Cemal (GOP belediyesi işyeri temsilcisi): Genel başkan, Bakanlar Kurulu bizim grevimizi ertelemek gibi bir niyete kapılmasın, dedi. Nihat başkanın sözünde durmasını bekliyoruz. Ve sendikacılar buna uymadığı takdirde, bu sınıf davasına ihanettir. Biz işçiler olarak karara uymayacağız, ama sendikacılar işbaşı yaptırmayı düşünüyorlar. Biz şu anda karara uymamak için ne yapılması gerektiğini düşünüyoruz. Anakent Belediyesi’ni fiilen işgal etmeyi düşünüyoruz. Bir de yarın Temsilciler Kurulu’ndan çıkacak kararla birlikte, ağaları da önümüze katarak mücadeleye devam etmek. Türk-İş dün burada şube yöneticileriyle bir toplantı yaptı. Ama bu toplantıdan ne karar çıktı, şu ana kadar bize ulaşmadı. Ama bu yönde bir karar çıktığına eminiz. Türk-İş 1. Bölge’nin tavrının biraz değişken olduğu açık, bunu görmek lazım. Bir de, Genel-İş ile Belediye-İş’in birlikte grev kararı almaları gereken yerlerde niye grev kararlarını geç aldılar, buna bakmak lazım. Bunların hepsi de bilinçli bir politikanın belli merkezlerden yönlendirilmesi oluyor. Şu an sendikanın yaptığı tümüyle sınıfa ihanettir. Şu grevi ertelemek demek, cezaevlerine saldırının ilk halkasıdır.

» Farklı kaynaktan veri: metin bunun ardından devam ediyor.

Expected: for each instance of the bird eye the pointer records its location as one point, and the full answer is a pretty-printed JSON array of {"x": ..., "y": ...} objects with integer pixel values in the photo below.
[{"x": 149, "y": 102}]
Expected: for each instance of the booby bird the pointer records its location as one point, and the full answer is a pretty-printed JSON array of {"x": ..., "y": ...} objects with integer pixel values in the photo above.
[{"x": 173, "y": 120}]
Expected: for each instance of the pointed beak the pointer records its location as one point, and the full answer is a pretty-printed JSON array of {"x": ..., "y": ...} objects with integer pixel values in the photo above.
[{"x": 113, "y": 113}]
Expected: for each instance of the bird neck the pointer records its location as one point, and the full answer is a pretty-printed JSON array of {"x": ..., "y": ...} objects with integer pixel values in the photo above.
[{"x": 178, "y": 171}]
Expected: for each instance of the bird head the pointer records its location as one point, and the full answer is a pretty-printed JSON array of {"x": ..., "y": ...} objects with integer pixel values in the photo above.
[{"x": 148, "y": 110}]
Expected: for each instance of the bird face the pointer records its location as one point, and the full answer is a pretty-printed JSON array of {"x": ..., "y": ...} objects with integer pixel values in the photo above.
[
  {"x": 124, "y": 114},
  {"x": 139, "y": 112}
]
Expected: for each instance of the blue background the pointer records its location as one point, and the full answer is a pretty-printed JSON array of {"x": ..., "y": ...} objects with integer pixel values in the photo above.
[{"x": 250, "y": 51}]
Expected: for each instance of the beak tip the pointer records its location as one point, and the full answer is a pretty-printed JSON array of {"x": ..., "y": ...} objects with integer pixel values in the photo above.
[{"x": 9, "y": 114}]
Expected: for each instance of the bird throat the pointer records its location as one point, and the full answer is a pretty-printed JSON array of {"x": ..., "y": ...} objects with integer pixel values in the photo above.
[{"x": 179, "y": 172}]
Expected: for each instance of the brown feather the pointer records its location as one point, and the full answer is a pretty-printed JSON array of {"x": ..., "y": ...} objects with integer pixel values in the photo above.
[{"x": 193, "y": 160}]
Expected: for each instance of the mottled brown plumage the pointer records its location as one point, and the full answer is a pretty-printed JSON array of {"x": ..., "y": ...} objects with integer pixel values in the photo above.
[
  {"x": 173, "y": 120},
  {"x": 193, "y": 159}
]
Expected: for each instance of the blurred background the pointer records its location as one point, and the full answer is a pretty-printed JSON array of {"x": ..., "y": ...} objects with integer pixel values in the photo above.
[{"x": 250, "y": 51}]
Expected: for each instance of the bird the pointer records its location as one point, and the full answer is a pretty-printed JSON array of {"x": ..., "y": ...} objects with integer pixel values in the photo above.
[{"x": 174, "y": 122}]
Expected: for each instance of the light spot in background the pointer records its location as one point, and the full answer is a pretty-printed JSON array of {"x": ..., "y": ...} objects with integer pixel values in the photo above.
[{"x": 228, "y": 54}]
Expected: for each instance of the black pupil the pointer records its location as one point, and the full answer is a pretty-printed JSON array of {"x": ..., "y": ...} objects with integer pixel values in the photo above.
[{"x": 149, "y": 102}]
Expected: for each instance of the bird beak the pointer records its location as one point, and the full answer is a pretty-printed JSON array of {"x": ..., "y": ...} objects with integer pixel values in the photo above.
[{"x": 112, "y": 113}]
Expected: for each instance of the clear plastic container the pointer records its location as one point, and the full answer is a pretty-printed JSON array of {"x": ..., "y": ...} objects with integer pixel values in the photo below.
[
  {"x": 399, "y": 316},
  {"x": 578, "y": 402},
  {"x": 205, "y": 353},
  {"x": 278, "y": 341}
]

Hüseyin Derin (Anakent Belediyesi işçisi): Bu saldırı gerçekte sermayenin emeğe yönelik saldırısıdır. Grevimiz ertelendi, şimdi ne yapacağız? Belki lokal yerlerde grev pankartımızı polis zoruyla indirebilirler, ama bana göre Anakent Belediyesi’ndeki pankartlarımızı indirmememiz lazım. Grev pankartımıza sahip çıkarak 10 bin işçiyi oraya yığarsak, oradan ayrılmazsak, bence bu sorun üç gün içerisinde çözülür.

- Sendikaların saldırı karşısında tavrı nedir?

Hüseyin Derin: Sendikalar zorunlu olarak yasal çerçevede tavır takınmak zorundalar, o açıdan pek iç açıcı değil. Biz Temsilciler Kurulu’nda almamız gereken kararları alırız, sendika da uygulamak zorunda kalır, diye düşünüyorum.

- Bu saldırının gerisindeki neden nedir?

Hüseyin Derin: Saldırı bence çok boyutlu. İMF ve Dünya Bankası’nın taşeronluğunu yapan bir hükümet işbaşında. Önemli olan bu saldırının nedeni değil, bu saldırılara karşı işçi sınıfının neler yapabileceği bizi ilgilendiriyor. Olumlu yönde işçi sınıfını uyarıp ciddi adımlar atabileceğimizi düşünüyoruz. İlk olarak yarın (25 Ağustos) Anakent önünde saat: 10:00’da bir eylem yapacağız. İşçi arkadaşların tutumu grev pankartını indirmeme yönündedir. Yarın onu yapacağız. Ondan sonra Temsilciler Kurulu toplantısını yapacağız. Sendika ise Danıştay’a itiraz edeceğim diyor. Grevi de bitirecekler bu arada. Şimdiye kadar Danıştay tarafından yürütmenin durdurulması kararı verdiği görülmemiştir. Bu ülkede 3 sendika konfederasyonunun bulunması lükstür. Bir işyerinde 3-4 sendika lükstür. Bunlar gerçekten bizim mücadele alanımızı daraltıyor, hareket alanımızı daraltıyor, biz bunları devamlı söylüyoruz. Önümüzdeki dönemde toplusözleşme şu veya bu şekilde bitecek, bence tabanda bu yönde bir çalışmanın içerisine girmek gerekecek, diye düşünüyorum.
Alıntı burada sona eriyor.